Amazon launches new Alexa developer tools

On Jul 23, 2020

Amazon today announced a slew of new features for developers who want to write Alexa skills. In total, the team released 31 new features at its Alexa Live event. Unsurprisingly, some of these are relatively minor but a few significantly change the Alexa experience for the over 700,000 developers who have built skills for the platform so far.

“This year, given all our momentum, we really wanted to pay attention to what developers truly required to take us to the next level of what engaging [with Alexa] really means,” Nedim Fresko, the company’s VP of Alexa Devices & Developer Technologies, told me.

Maybe it’s no surprise then that one of the highlights of this release is the beta launch of Alexa Conversations, which the company first demonstrated at its re:Mars summit last year. The overall idea here is, as the name implies, to make it easier for users to have a natural conversation with their Alexa devices. That, as Fresko noted, is a very hard technical challenge.

“We’re observing that consumers really want to speak in a natural way with Alexa,” said Fresko. “But using traditional techniques, implementing naturalness is very difficult. Being prepared with random turns of phrase, remembering context, carrying over the context, dealing with oversupply or undersupply of information — it’s incredibly hard. And if you put it in a way and create a state diagram, you get bogged down and you have to stop. And then, instead of doing all of that, people just settle for ‘okay, fine, I’ll just do robot robotic commands instead.’ The only way to break that cycle is to have a quantum leap and the technology required for this so skilled developers can really focus on what’s important to them.”

For developers, this means they can use the service to create sample phrases, annotate them and provide access to APIs for Alexa to call into. Then, the service extrapolates all the path the conversation can take and makes it work, without the developer having to specify all of the possible turns the conversation with their skills could take. In many respects, this makes it similar to Google’s Dialogflow tool, though Google Cloud’s focus is a bit more on enterprise use cases.

“Alexa Conversations promises to be a breakthrough for developers, and will create great new experiences for customers,” said Steven Arkonovich, founder of Philosophical Creations, in today’s announcement. “We updated the Big Sky skill with Alexa Conversations, and now users can speak more naturally, and change their minds mid-conversation. Alexa’s AI keeps track of it, all with very little input from my skill code.”

For a subset of developers — around 400 for now, according to Fresko — the team will also enable a new deep neural network to improve Alexa’s natural language understanding. The company says this will lead to about a 15 percent improvement in accuracy for the skills that will get access to this.
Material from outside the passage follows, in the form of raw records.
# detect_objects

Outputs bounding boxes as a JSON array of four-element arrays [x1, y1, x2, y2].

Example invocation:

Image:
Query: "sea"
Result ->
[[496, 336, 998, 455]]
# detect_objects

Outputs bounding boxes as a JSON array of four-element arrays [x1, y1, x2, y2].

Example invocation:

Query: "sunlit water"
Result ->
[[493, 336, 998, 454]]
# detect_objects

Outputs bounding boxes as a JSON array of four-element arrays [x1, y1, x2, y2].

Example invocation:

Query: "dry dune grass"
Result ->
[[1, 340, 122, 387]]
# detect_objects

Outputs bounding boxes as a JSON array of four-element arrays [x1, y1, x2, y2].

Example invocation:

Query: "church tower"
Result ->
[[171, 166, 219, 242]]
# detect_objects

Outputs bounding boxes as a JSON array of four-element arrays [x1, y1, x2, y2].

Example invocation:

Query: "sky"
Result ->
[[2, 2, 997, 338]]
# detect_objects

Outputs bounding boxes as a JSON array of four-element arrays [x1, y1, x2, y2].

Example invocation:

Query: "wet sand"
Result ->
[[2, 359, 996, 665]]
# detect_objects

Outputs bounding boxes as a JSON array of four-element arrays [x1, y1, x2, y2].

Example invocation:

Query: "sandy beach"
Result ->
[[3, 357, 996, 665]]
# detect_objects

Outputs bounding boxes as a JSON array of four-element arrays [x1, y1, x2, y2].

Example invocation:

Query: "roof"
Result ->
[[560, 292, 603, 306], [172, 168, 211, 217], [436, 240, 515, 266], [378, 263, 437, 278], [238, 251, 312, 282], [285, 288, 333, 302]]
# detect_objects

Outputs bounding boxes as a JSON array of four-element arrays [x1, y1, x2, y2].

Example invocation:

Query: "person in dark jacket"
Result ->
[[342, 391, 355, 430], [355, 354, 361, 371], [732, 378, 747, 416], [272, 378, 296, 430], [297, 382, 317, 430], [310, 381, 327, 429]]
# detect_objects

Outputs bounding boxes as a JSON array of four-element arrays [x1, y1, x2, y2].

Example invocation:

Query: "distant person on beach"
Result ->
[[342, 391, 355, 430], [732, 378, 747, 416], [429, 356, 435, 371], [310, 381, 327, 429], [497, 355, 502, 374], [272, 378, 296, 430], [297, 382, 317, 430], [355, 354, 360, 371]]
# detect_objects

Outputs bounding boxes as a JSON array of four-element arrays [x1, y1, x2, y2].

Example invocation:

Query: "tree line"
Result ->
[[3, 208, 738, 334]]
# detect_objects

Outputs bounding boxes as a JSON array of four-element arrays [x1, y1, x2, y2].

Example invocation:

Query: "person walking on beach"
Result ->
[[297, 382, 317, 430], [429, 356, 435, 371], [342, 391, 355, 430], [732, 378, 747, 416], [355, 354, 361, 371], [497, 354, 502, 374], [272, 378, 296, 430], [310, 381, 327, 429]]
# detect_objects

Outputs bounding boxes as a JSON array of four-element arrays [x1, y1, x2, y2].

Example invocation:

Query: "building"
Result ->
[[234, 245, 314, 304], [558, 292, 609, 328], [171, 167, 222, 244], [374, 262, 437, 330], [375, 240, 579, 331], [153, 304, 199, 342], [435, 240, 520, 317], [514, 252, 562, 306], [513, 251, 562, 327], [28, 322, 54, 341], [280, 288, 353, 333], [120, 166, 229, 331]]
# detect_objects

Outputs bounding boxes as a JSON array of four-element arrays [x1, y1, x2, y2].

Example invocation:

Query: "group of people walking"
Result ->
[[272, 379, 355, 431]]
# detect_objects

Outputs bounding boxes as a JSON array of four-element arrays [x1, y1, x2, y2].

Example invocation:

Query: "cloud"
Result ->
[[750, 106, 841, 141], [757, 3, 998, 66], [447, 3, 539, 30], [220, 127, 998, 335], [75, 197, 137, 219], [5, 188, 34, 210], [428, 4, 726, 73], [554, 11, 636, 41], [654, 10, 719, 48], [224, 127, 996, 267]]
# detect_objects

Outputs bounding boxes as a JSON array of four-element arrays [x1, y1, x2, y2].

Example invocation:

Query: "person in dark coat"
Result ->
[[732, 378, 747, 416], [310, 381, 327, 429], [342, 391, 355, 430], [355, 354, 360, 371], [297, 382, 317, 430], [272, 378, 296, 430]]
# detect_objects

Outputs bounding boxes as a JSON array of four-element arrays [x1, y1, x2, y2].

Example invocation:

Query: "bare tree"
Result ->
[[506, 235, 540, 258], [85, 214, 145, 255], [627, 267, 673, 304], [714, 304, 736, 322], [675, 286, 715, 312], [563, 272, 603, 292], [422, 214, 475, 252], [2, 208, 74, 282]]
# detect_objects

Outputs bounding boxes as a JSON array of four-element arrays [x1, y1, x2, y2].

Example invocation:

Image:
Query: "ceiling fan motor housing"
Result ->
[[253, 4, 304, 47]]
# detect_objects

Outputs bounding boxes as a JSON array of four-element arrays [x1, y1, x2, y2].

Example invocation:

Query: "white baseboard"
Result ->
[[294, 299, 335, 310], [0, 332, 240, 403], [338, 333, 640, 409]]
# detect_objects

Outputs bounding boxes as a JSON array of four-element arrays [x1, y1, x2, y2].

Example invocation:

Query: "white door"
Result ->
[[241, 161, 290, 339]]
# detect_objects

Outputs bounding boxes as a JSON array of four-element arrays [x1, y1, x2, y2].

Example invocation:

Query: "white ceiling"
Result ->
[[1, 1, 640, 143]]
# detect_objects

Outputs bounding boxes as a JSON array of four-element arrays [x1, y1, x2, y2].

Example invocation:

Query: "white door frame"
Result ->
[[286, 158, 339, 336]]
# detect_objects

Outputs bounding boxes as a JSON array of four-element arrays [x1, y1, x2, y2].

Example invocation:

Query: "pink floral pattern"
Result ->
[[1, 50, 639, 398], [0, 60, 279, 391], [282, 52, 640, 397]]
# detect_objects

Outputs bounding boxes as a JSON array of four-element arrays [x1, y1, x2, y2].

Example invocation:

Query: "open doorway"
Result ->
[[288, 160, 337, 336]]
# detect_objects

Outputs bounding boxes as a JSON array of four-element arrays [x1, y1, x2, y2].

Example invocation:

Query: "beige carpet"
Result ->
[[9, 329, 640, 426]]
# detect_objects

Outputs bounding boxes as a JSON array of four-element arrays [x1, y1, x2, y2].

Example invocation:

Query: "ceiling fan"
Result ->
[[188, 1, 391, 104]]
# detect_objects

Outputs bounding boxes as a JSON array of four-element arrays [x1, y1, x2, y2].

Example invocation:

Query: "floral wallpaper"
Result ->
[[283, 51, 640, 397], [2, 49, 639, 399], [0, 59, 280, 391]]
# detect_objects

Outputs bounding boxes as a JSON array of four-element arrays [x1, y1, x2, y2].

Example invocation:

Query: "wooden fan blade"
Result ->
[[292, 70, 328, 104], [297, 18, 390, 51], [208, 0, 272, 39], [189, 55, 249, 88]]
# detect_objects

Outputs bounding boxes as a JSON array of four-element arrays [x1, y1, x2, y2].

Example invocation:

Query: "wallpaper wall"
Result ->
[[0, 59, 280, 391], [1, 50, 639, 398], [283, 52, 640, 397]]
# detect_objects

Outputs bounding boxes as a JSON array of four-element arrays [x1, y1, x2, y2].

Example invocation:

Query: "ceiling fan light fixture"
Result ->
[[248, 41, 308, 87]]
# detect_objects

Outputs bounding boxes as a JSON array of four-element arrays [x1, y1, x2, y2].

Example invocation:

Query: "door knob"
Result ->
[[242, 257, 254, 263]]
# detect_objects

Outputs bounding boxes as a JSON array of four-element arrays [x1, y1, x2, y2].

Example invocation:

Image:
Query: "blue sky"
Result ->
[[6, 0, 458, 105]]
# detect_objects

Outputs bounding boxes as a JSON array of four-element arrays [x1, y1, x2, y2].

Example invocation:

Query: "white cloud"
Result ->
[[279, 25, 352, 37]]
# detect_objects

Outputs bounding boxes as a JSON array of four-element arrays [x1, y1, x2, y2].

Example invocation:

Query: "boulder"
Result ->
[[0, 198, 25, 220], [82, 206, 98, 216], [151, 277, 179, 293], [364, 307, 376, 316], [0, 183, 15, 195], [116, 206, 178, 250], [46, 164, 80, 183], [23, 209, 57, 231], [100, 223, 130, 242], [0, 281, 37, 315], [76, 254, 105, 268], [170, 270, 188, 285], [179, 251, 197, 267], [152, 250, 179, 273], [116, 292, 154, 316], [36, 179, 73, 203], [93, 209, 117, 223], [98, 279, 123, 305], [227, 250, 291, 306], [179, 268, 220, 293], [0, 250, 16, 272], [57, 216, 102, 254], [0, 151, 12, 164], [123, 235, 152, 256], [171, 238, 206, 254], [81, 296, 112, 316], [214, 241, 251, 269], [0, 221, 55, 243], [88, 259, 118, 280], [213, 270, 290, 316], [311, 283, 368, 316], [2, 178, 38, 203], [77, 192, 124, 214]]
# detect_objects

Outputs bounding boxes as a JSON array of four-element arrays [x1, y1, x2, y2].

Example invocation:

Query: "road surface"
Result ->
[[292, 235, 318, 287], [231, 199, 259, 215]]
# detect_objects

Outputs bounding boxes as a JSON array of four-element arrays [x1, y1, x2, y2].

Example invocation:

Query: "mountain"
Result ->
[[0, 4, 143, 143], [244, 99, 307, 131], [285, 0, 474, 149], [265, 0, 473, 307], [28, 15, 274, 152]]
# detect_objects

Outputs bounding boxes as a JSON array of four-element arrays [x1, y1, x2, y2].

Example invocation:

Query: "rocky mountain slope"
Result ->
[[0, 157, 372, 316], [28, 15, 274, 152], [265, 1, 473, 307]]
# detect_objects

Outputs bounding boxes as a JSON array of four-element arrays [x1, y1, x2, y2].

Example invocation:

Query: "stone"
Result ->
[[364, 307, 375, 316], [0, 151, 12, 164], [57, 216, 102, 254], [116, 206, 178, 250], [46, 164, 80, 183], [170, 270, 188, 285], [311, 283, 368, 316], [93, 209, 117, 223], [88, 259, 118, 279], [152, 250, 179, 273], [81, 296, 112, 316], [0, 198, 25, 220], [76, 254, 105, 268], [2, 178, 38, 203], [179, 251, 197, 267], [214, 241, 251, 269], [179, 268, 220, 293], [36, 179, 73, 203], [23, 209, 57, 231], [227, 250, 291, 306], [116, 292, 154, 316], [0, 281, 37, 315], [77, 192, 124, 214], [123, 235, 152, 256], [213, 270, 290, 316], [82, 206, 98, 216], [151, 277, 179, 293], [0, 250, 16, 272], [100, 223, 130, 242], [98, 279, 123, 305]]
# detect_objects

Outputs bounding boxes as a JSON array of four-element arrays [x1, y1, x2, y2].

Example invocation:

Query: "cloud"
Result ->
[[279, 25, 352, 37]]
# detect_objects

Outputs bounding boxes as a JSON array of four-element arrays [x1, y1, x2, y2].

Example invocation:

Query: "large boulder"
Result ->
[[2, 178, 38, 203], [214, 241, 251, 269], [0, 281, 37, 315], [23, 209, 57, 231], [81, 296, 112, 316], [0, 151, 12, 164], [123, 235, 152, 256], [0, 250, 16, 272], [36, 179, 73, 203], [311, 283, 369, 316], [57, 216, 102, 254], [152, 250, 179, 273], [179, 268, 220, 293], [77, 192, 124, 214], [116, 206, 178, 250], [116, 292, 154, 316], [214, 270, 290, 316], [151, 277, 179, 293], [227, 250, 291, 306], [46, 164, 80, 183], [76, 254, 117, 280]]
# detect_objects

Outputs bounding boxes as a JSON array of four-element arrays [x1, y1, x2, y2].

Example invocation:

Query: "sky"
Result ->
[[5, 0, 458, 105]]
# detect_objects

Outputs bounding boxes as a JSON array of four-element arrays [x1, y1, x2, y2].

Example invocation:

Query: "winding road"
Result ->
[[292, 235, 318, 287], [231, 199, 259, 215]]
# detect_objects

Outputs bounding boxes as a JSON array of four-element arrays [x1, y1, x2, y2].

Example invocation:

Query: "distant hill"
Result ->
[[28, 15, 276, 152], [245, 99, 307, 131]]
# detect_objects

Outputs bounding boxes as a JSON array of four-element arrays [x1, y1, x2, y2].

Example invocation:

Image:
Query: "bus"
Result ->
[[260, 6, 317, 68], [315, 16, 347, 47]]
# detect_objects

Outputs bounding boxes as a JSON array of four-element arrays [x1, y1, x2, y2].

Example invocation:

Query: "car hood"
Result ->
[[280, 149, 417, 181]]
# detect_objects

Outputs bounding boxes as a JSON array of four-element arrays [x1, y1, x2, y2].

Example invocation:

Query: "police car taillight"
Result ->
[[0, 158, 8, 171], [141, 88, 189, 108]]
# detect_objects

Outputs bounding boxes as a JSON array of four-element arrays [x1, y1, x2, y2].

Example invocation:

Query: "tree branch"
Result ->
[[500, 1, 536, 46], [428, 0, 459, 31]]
“The idea is to allow developers to get an accuracy benefit with no action on their part by just changing the underlying technology and making our models more sophisticated, we’re able to provide a lift in accuracy for all skills,” explained Fresko.
Another new feature that will likely get a lot of attention from developers is Alexa for Apps. The idea here is to enable mobile developers to take their users from their skill on Alexa to their mobile apps. For Twitter, this could mean saying something like ‘“Alexa, ask Twitter to search for #BLM,” for example, and the Twitter skill could then open the mobile app. For some searches, after all, seeing the results on a screen and in a mobile app makes a lot more sense than hearing them read aloud. This feature is now in preview and developers can apply for the preview here.

Another new feature is Skill Resumption, now available in preview for U.S. English, which basically allows developers to have their skill sit in the background and then provide updates as needed. That’s useful for a ridesharing app, for example, that can then provide users with updates on when their car will arrive. These kinds of proactive notifications are something that all assistant platforms are starting to experiment with, though most users have probably only seen a few of those in their daily usage so far.

The team is also launching two new features that should help developers with getting their skills discovered by potential users. This remains a major problem with all voice platforms and is probably one of the reasons why most people only use a fraction of the skills currently available to them.

The first of these launches is the beta of Quick Links for Alexa, now in beta for U.S. English and U.S. Spanish, which allows developers to create links from their mobile apps, websites or ads to a new user interface that allows them to launch their skills on a device. “We think that’s going to really help folks become more reachable and more recognized,” said Fresko.

The second new feature in this bucket is the name-free interactions toolkit, now in preview. Alexa already had the capabilities to launch third-party skills whenever the system thought that a given skill could provide the best answer for a given question. Now, with this new system, developers can specify up to five suggested launch phrases (think “Alexa, when is the next train to Penn Station?”). Amazon says some of the early preview users have seen interactions with their skills increase by about 15 percent after adapting this tool, though the company is quick to point out that this will be different for every skill.

Among the other updates are new features for developers who want to build games and other more interactive experiences. New features here include the APL for audio beta, which provides tools for mixing speech, sound effects and music at runtime, the Alexa Web API for Games, to help developers use web technologies like HTML5, WebGL and Web Audio to build games for Alexa devices with screens, and APL 1.4, which now adds editable text boxes, drag and drop UI controls and more to the company’s markup language for building visual skills.